人間の意識だけを、感触も何もかも奪って、上下左右も分からぬ闇に置き去りにするようなものなのだ。

 
 
 

「俺が悪い」
承太郎はジョセフに詰め寄った。
「俺が悪いんだ。俺があいつを盗んで逃げた」
「落ち着け、落ち着け承太郎」
返答を要求しない、ただの主張をするだけの承太郎をジョセフが制する。
「自分で気付かんのか?その考え方がもうおかしいとな。提出された研究所の損失とは最新鋭のロボットが2体、じゃった。どちらがどちらを、などと言っとるのはお前だけじゃ」
「いや、俺が悪いんだ。初めから、あいつは俺に同調するようになってたんだ」
「……どういうことじゃ」
「俺があいつの初期起動をサポートしたことは流石に覚えてるだろ」
「そこまで耄碌しとらんぞ」
「あの時、俺の思考パターンをあいつにコピーしたんだ。その後の学習で、あいつが俺と全く同じ考え方をするわけじゃあなくなったが、根本的なところで俺に進んで従うのは当然だ」
「初耳じゃぞ!お前にそんなプログラムを組んだ覚えはない」
「ああ、これは花京院の要望だった。あいつは元々、学習前の既存パターンだとか教師パターンだとかを持っていなかっただろう、それで演繹も帰納も出来やしないから、よりどころになるものが欲しかったんだと思う」
「………『不安』、だったんじゃな」
ふう、とジョセフがため息を吐いた時、部屋にスタッフがやってきたが、彼の伝言は「いまだボディ復旧には時間がかかる」ということだった。
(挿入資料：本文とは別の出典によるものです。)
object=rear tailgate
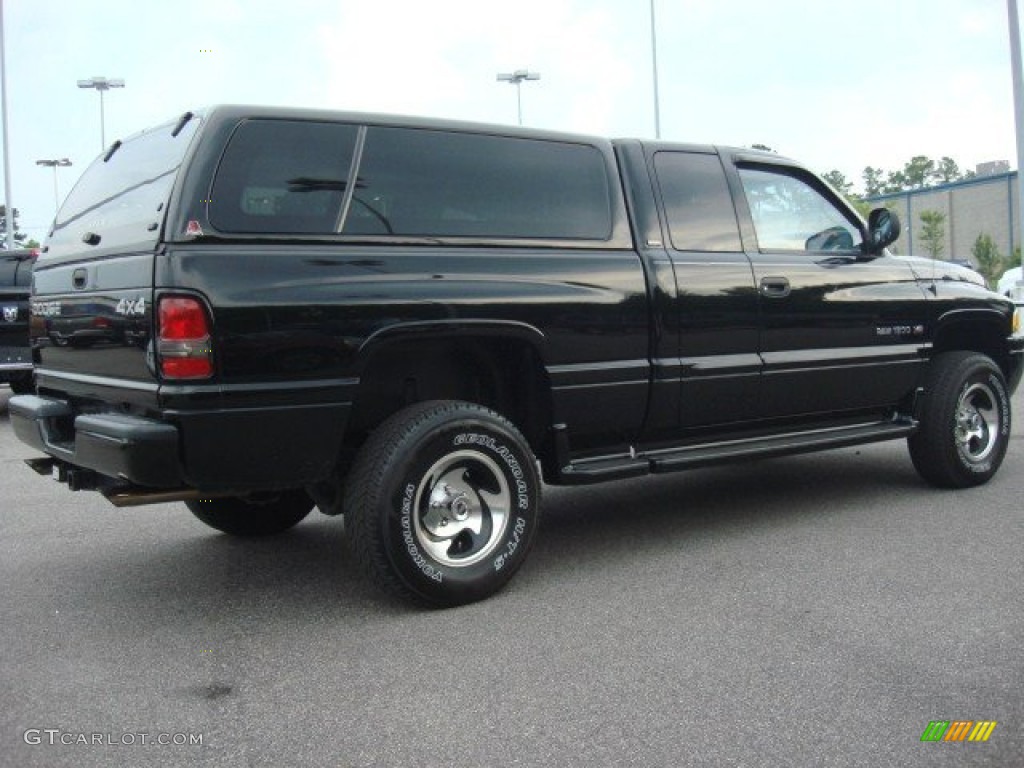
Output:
[31,114,200,410]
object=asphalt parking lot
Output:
[0,387,1024,768]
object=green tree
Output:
[860,166,885,198]
[882,171,910,195]
[0,205,25,247]
[920,211,946,259]
[902,155,935,189]
[934,157,964,184]
[821,170,853,199]
[971,232,1006,287]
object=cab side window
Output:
[654,152,743,252]
[739,168,862,252]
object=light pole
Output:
[78,76,125,152]
[650,0,662,138]
[0,0,14,251]
[498,70,541,125]
[36,158,71,216]
[1007,0,1024,272]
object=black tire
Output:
[907,352,1010,488]
[10,374,36,394]
[185,490,313,537]
[344,400,541,606]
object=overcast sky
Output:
[3,0,1017,241]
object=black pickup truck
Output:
[10,106,1024,605]
[0,248,39,394]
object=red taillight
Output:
[157,296,213,379]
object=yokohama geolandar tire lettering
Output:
[907,352,1010,487]
[344,400,541,606]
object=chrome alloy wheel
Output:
[414,451,512,567]
[955,383,1001,464]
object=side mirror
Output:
[867,208,900,254]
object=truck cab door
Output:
[731,156,925,419]
[647,146,762,436]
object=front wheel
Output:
[344,400,541,606]
[185,490,313,537]
[907,352,1010,488]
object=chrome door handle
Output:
[761,278,790,299]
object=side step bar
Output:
[560,417,918,485]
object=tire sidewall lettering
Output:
[952,370,1011,475]
[386,425,539,589]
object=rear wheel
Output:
[907,352,1010,487]
[185,490,313,537]
[344,400,541,605]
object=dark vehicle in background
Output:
[0,248,39,394]
[9,106,1024,605]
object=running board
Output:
[560,418,918,485]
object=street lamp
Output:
[650,0,662,138]
[498,70,541,125]
[36,158,71,215]
[78,76,125,152]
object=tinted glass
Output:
[654,152,742,251]
[210,120,358,234]
[739,168,861,252]
[49,117,200,248]
[344,127,611,240]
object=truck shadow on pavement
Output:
[46,442,944,623]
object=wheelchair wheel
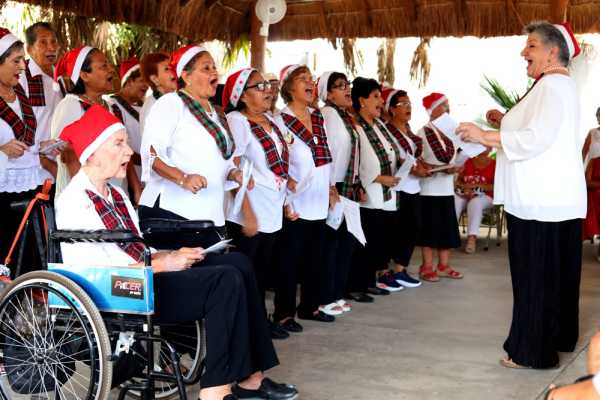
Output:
[0,271,112,400]
[128,321,206,399]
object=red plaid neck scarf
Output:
[177,90,235,160]
[385,122,423,158]
[423,126,454,164]
[0,84,37,146]
[85,184,146,262]
[112,94,140,122]
[359,117,402,201]
[248,120,290,179]
[281,110,331,167]
[25,60,46,107]
[325,101,362,201]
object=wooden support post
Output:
[250,1,267,72]
[550,0,569,24]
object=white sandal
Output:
[319,303,344,317]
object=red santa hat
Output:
[59,104,125,165]
[0,28,19,55]
[119,56,140,87]
[169,44,208,78]
[63,46,94,85]
[381,87,398,112]
[221,68,256,108]
[423,92,448,115]
[554,22,581,60]
[279,64,304,86]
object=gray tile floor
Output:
[115,236,600,400]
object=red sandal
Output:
[437,264,464,279]
[419,265,440,282]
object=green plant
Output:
[480,76,520,111]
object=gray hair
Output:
[523,21,571,67]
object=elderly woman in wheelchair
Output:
[0,106,297,400]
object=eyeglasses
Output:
[331,82,352,90]
[246,81,273,92]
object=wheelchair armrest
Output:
[50,229,144,243]
[140,218,215,235]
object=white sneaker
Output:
[376,282,404,293]
[319,303,344,317]
[336,299,352,312]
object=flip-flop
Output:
[500,358,531,369]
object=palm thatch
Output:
[0,0,600,43]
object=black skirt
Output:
[417,196,460,249]
[504,214,582,368]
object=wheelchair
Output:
[0,186,213,400]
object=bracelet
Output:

「仕方ないのう、電子頭脳だけ研究所のメインコンピュータに移しておくか」
「そんなことが出来るんですか、ドクター・ジョースター?」
「あやつは一個体で完結しておるロボットじゃ、互換性はない。これから仮死状態にならんように気をつけてシステム変更をするしかあるまいよ」
「おい、じじい」
「なんじゃ承太郎」
「俺を使え。俺の体にあいつを組み込め」
一瞬、二人の工学者の動きが止まる。
「何を…そりゃあ君もロボットだから組み込みはしやすいだろうけど、そんなことをすると君の処理能力ががた落ちになるぞ」
「俺は構わねえ。仕事が出来なくなるのを、あんたらが構うってんなら俺はどうしようもないが」
「待て待て構わんとはどういうことじゃ」
今度はジョセフが承太郎に詰め寄った。
「お前の存在理由は、お前に与えられた仕事じゃ。それが出来んくなって構わんとは、そりゃ一体どういうことじゃ」
「……優先順序が更新されている。現在のトップは花京院だ」
その事実に、承太郎本人も今まさに気が付いたように顔を上げた。
彼の緑に光る硬質の瞳は、確かにジョセフ・ジョースターを捉え、撮影し、個人認識を行っていた。
けれど彼の頭の中を占めるのは、一時記憶装置のほとんどを用いて考えるのは、花京院のことばかりだ。